Some Thoughts on the Kingdom of God

I have been soaking up Bruce Waltke’s magnum opus A Theology of the Old Testament. Waltke, one of the world’s foremost Hebrew and Old Testament scholars has given the church a great resource in this, his latest book. It is a wonderful addition to the work of biblical theology which is sorely needed by pastors and teachers. The tendency for therapeutic moralism, so prominent in evangelical pulpits is a result of ignorance in biblical theology. The same could be said for the fanciful interpretations of modern millenarian dispensationalism which also could be corrected with a proper understanding of biblical theology.

If you are wondering at the term “biblical theology” I certainly understand. What, after all, is theology if not “biblical”? But biblical theology is a technical term associated with a particular approach to understanding the central themes of the biblical text. James Barr has written, “Biblical theology is concerned with the vital central ‘message’ of biblical texts.” This, he writes, is to make possible “a composite and yet unitary ‘witness’ to ultimate theological truth.” Gerhard Hasel writes that the task of biblical theology “is to provide summary explanations and interpretation to the final form of these blocks of writing[the books of the Bible], with a view to letting their various themes emerge, to indicate their dynamic interrelationship, including their continuities and discontinuities with one another, and to expose the progressive revelation of divine matters.”

Waltke understands the Kingdom of God to be the central unifying theme of the Bible.

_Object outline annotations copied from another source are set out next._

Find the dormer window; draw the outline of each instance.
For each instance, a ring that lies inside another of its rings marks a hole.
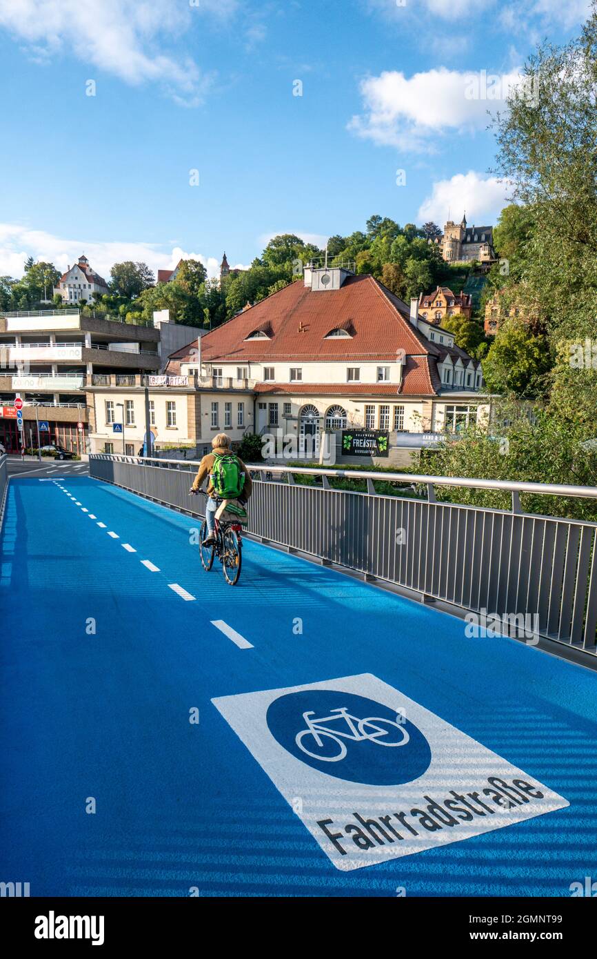
[[[270,338],[267,336],[266,333],[264,332],[264,330],[253,330],[253,332],[249,333],[248,337],[245,337],[244,339],[245,340],[247,340],[247,339],[269,339]]]
[[[348,330],[343,330],[343,329],[341,329],[341,327],[336,326],[336,327],[334,327],[333,330],[330,330],[330,333],[326,334],[326,336],[324,337],[324,339],[336,339],[336,338],[339,338],[340,339],[353,339],[352,336],[351,336],[351,334],[348,332]]]

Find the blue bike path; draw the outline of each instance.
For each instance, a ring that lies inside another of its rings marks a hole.
[[[196,526],[86,477],[11,480],[5,881],[32,896],[568,896],[597,877],[595,673],[246,540],[231,588],[218,563],[202,571]],[[362,673],[569,805],[338,871],[212,700]]]

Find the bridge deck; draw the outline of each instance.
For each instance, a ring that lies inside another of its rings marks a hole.
[[[594,673],[250,542],[232,589],[202,572],[193,520],[61,475],[13,479],[2,532],[2,878],[32,896],[566,896],[594,868]],[[212,699],[361,673],[569,806],[335,869]]]

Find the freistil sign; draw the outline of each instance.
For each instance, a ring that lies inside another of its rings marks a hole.
[[[387,430],[343,430],[342,456],[387,456],[389,433]]]
[[[213,702],[337,869],[569,805],[371,673]]]

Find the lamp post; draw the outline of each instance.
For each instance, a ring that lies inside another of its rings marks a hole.
[[[125,443],[125,404],[124,403],[117,403],[116,406],[117,407],[122,407],[122,409],[123,409],[123,419],[122,419],[122,424],[123,424],[123,456],[126,456],[126,445]]]

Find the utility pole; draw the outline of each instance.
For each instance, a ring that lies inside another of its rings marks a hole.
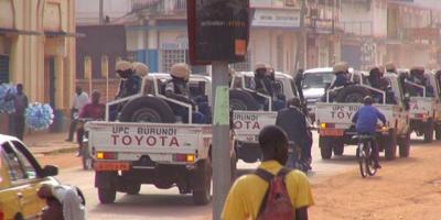
[[[230,187],[228,63],[213,63],[213,220],[220,220],[222,209]]]
[[[104,24],[104,12],[103,12],[104,2],[103,1],[104,0],[99,0],[99,25]]]
[[[306,11],[306,0],[301,0],[302,6],[300,9],[300,32],[298,34],[298,46],[297,46],[297,54],[295,54],[295,69],[305,67],[305,37],[306,37],[306,30],[304,28],[304,14]]]

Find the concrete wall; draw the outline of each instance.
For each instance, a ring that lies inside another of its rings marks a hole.
[[[69,108],[75,79],[75,37],[69,36],[75,33],[74,3],[0,0],[0,14],[11,15],[1,16],[0,28],[23,31],[4,35],[10,44],[10,79],[24,85],[31,102],[52,101],[55,109]],[[51,61],[54,79],[49,77]]]

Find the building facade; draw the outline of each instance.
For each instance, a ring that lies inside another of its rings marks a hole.
[[[66,110],[75,85],[75,1],[0,0],[0,82]]]

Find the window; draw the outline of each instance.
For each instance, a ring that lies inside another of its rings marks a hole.
[[[186,63],[187,50],[162,50],[162,72],[169,73],[173,64]]]

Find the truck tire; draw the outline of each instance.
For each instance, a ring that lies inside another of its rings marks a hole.
[[[395,129],[390,129],[389,134],[387,136],[384,136],[383,144],[385,148],[386,160],[395,160],[397,155],[397,131]]]
[[[424,127],[424,142],[426,143],[433,142],[433,130],[434,130],[433,119],[429,119]]]
[[[435,138],[437,141],[441,140],[441,124],[438,124],[434,128],[434,138]]]
[[[174,123],[176,119],[170,106],[154,97],[140,97],[128,102],[121,110],[122,122]]]
[[[212,164],[209,160],[197,162],[194,182],[200,187],[193,189],[193,201],[197,206],[204,206],[212,199]]]
[[[353,85],[338,91],[335,100],[344,103],[362,103],[366,96],[370,96],[370,91],[364,87]]]
[[[332,157],[332,138],[319,138],[320,154],[323,160],[330,160]]]
[[[229,109],[257,111],[259,110],[259,102],[249,92],[233,89],[229,90]]]
[[[101,204],[114,204],[117,190],[114,188],[98,188],[98,199]]]
[[[410,132],[398,139],[399,155],[402,158],[409,157],[410,154]]]
[[[131,184],[127,188],[127,194],[128,195],[138,195],[139,191],[141,191],[141,185],[140,184]]]
[[[334,151],[335,156],[341,156],[344,153],[344,142],[343,140],[335,140],[332,150]]]

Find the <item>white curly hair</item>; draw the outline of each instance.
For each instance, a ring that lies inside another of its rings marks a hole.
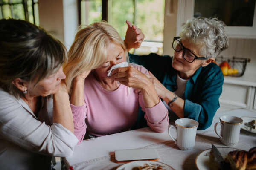
[[[223,22],[216,18],[192,18],[182,26],[180,37],[199,47],[202,56],[215,58],[228,46],[226,27]]]

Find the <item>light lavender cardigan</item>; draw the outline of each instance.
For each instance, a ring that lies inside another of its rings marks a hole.
[[[0,88],[1,170],[50,170],[52,156],[71,155],[78,140],[52,123],[52,95],[42,97],[38,119],[27,104]]]

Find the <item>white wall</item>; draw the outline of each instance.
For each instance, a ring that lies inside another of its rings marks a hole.
[[[40,25],[64,42],[62,0],[38,0],[38,11]]]
[[[78,26],[76,0],[38,0],[39,23],[68,50]]]
[[[164,55],[173,55],[172,47],[173,37],[176,37],[177,25],[178,0],[166,0],[163,28]]]
[[[78,26],[77,0],[63,0],[64,41],[68,50],[71,46]]]
[[[220,55],[224,57],[233,56],[250,58],[245,71],[256,71],[256,39],[230,38],[227,49]]]

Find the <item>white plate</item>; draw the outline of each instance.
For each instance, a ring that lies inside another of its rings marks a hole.
[[[139,166],[143,166],[144,164],[147,164],[149,166],[154,165],[155,167],[157,167],[159,165],[162,166],[162,168],[166,170],[174,170],[172,167],[163,163],[157,162],[156,161],[134,161],[124,164],[121,167],[119,167],[116,170],[132,170],[133,168],[138,167]]]
[[[225,160],[226,156],[230,152],[240,150],[230,147],[219,147],[223,159]],[[215,157],[212,149],[208,149],[201,152],[195,158],[195,165],[199,170],[218,170],[220,167]]]
[[[253,117],[241,117],[240,118],[244,121],[244,123],[243,123],[243,124],[242,124],[241,129],[252,133],[256,133],[256,129],[252,128],[252,131],[250,131],[250,127],[247,126],[247,123],[248,122],[256,120],[256,118],[253,118]]]

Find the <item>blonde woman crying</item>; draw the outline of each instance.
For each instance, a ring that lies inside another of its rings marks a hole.
[[[68,52],[64,71],[73,115],[80,120],[74,124],[79,143],[86,133],[99,137],[128,130],[136,121],[139,106],[153,131],[163,133],[169,125],[167,109],[145,75],[146,69],[131,63],[108,76],[113,66],[129,63],[128,52],[139,48],[144,39],[140,29],[126,23],[124,41],[106,22],[80,28]],[[141,91],[136,92],[137,89]]]

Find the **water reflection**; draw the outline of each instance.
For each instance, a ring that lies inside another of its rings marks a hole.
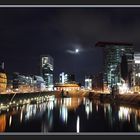
[[[30,126],[30,127],[29,127]],[[140,108],[87,98],[56,98],[0,115],[0,132],[138,132]]]

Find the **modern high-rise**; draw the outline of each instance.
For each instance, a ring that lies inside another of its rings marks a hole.
[[[104,83],[109,87],[120,84],[122,56],[127,59],[128,72],[132,70],[134,47],[131,43],[97,42],[96,47],[103,48],[104,55]],[[125,81],[126,82],[126,81]]]
[[[92,76],[85,76],[85,89],[92,90]]]
[[[50,55],[41,56],[41,76],[43,77],[46,88],[53,88],[53,58]]]
[[[133,73],[131,76],[131,84],[134,92],[140,92],[140,52],[134,53]]]

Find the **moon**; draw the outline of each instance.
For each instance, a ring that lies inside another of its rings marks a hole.
[[[79,49],[75,49],[75,53],[79,53]]]

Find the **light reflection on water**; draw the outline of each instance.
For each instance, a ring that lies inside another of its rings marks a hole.
[[[0,132],[138,132],[140,108],[87,98],[56,98],[0,115]]]

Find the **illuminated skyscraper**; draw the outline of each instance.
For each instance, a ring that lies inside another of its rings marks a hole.
[[[53,88],[53,58],[50,55],[41,56],[41,76],[43,77],[46,88]]]
[[[134,53],[133,73],[131,78],[132,87],[135,92],[140,92],[140,53]]]
[[[132,69],[134,48],[133,44],[116,42],[98,42],[97,47],[103,48],[104,54],[104,84],[112,87],[121,83],[121,62],[125,55],[128,73]]]
[[[60,73],[59,75],[59,83],[72,83],[75,82],[75,75],[74,74],[66,74],[64,72]]]
[[[85,77],[85,88],[92,90],[92,77],[91,76]]]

He seeks to establish that “the center of the Old Testament, the message that accommodates all its themes, is that Israel’s sublime God, whose attributes hold in tension his holiness and mercy, glorifies himself by establishing his universal rule over his volitional creatures on earth through Jesus Christ and his covenant people”
(p. 144).

Certainly, the central theme of Jesus’ preaching was the Kingdom of God. His perfect obedience was a model of the moral perfection and holiness of the King. The miracles, including those over nature, sickness, and demonic forces, showed off the supreme power of the King. The teachings of Jesus communicated, to those who had ears to hear, the nature and values of the King and His Kingdom. Jesus declared that he summed up the Kingdom of God; that he was the very in-breaking of the Kingdom.

In the model prayer Jesus instructs us to petition God: “Your kingdom come.” That petition, Walkte writes, “entails that God establishes his rule over his elect covenant people through the kingship of Jesus Christ, who by the Holy Spirit places God’s imperative rule upon the hearts of those whom Christ has freed from the slavery of Satan, sin, and death. This center entails that the God of the Old Testament is the Father of Jesus Christ in the New Testament; that he world is in rebellion against him; and that to fulfill his purposes he acts in history according to his inscrutable elective purposes, choosing when, where, how, and with whom he breaks in, without necessarily explaining why. He is the ruler of creation and of history, the two themes that dominate the praise psalms in Israel’s psalter”
(p. 145).

The point that God works within history must not be missed. Certainly, God is over and above history. He is not subject to the limits of time or special dimensions. However, God uses means to establish his kingdom and he does so progressively. In other words, it is true that in Jesus Christ, the Kingdom had come. And yet, there is a “not yet” reality to the Kingdom of God. While his rule and authority are unassailable and ultimate the final consummation waits to be established. “The holy and merciful God continually irrupts into history to establish his kingdom for the hallowing of his name…In this he will not fail because of the faithful, unsullied obedience of Jesus Christ, to whom every knee will one day bow.”